Eating dinner at Milly's Diner in Anaheim on the last night of the Disneyland trip, talking and sharing our favorite memories of the trip. Kelly and I both had Apple Pie and Ice cream. That was our favorite desert.
Watching Kelly drive a bumper car in Tacoma, her hair blowing in the breeze, fearless, loving and living every moment of the ride.
An afternoon at Children's hospital watching Kelly and my kids play a game of HORSE.
A round of minature golf during a day pass from the hospital shortly after her transplant in 2002. Kelly made a hole on one and raised her arms triumphantly. Tiger Woods has nothing on Kelly when it comes to celebrating a success.
An evening walk after dinner, by the water during a trip to Seattle. Kelly grabbing a stick and writing in the sand.
Kelly Grubb was here.
I loved that. How many of us are present to our lives to say, I am here, I matter.
Sitting on the edge of her bed at the Ronald McDonald house where Kelly showed me the scrapbook she was making on the last night I saw her.
Kelly at the age of 12 choosing not to stop her chemo treatments in spite of the doctors predictions. She told her Mom, "I am not ready to give up." I can't even fathom the courage and faith Kelly had. I think about those words often and it still inspires me just as much as the first time I heard them.
Kelly choosing to try a new protocol at the age of 13, following the courage of her convictions to imagine a life without cancer. Kelly made medical history, becoming the first pediatric patient in the nation to have a "mini stem cell transplant".
Consenting to having the doctors run additional tests on her after her transplant in 2002 so others could benefit from the ground breaking procedure she received. Maybe more lives could be saved if the doctors and researches understood how this procdeure was working. That was Kelly, being Kelly and I don't think she thought much of how the impact that could have on others. She was such an amazing young lady.
Choosing her cancer when it returned inexplicably during her senior year in high school, six weeks shy of the five year anniversary of her transplant. I can't imagine how she felt to hear those words again, and when I say she chose her cancer, she was choosing her life.
I think about this a lot. Kelly lived her life while she was dying. She chose to live the life she had. She always chose life. Her cancer did not define her life.
Kelly, I would like to acknowledge you for who you are for me. You are my hero. You have been my North star in this fight against cancer.
You have been my mentor, my guardian angel and you have been my friend. You have made a difference to me in my life and I love you so much.
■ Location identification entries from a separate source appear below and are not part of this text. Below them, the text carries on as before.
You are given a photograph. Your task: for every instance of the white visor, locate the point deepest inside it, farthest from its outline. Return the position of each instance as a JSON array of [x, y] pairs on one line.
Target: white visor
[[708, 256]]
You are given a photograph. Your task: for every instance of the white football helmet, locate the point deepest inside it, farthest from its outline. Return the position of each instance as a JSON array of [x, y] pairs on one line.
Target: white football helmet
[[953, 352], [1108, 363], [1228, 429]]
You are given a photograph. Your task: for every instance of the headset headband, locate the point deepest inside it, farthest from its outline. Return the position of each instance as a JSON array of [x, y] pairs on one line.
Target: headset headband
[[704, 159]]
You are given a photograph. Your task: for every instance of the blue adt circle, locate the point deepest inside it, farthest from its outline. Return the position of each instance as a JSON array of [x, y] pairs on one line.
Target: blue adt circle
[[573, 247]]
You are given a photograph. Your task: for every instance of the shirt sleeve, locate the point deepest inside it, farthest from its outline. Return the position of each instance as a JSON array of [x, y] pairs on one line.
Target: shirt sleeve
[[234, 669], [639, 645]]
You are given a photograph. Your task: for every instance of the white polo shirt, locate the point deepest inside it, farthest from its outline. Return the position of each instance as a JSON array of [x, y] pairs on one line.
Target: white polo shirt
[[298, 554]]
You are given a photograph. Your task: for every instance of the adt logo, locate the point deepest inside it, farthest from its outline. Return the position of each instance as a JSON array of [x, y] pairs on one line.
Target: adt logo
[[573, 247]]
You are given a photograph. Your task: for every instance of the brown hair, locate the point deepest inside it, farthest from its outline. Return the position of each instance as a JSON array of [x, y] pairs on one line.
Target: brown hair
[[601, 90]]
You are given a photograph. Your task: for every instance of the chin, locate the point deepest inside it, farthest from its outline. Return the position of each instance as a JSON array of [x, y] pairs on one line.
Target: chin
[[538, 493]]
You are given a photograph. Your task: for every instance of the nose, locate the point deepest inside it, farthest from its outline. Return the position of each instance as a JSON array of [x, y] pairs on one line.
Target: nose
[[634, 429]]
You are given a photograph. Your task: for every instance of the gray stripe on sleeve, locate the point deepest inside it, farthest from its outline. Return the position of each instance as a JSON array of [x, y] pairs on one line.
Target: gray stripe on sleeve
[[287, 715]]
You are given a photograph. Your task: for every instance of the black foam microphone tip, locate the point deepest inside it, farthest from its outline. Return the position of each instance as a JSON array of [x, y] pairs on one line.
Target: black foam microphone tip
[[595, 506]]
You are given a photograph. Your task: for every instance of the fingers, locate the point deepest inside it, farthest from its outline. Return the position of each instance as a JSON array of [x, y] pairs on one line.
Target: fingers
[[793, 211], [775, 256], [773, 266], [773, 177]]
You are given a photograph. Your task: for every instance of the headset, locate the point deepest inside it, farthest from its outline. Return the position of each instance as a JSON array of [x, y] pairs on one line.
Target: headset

I looked to you for inspiration in the fight against cancer and you continue to touch and inspire me today. I am so honored every time I am asked to talk about your life and share your story and my love for you. I absolutely love this thought from a friend of Laura's who is running in the Denver Marathon on October 17, 2010 with Team In Training.
I was so blessed by your words and by Kelly's mom's perspective - that the "cancer killed itself." Wow! That just blew up in my spirit and gave me a renewed sense of determination.
It's amazing to me that in the midst of what Kelly's physical body was suffering her spirit was "vibrant and alive", and she still was full of enough life to pass it on. Rather than being sick and draining people, it seems she gave her life away. Know what I mean? I'd just love for you and your family to come and share with our congregation about this phenominal young woman. So many of our youth are self-centered and selfish and forget that there is more to life than their wants. We want them to see that you can be young, have fun, and all that - while at the same time seeing that our lives are the fullest when we give ourselves away.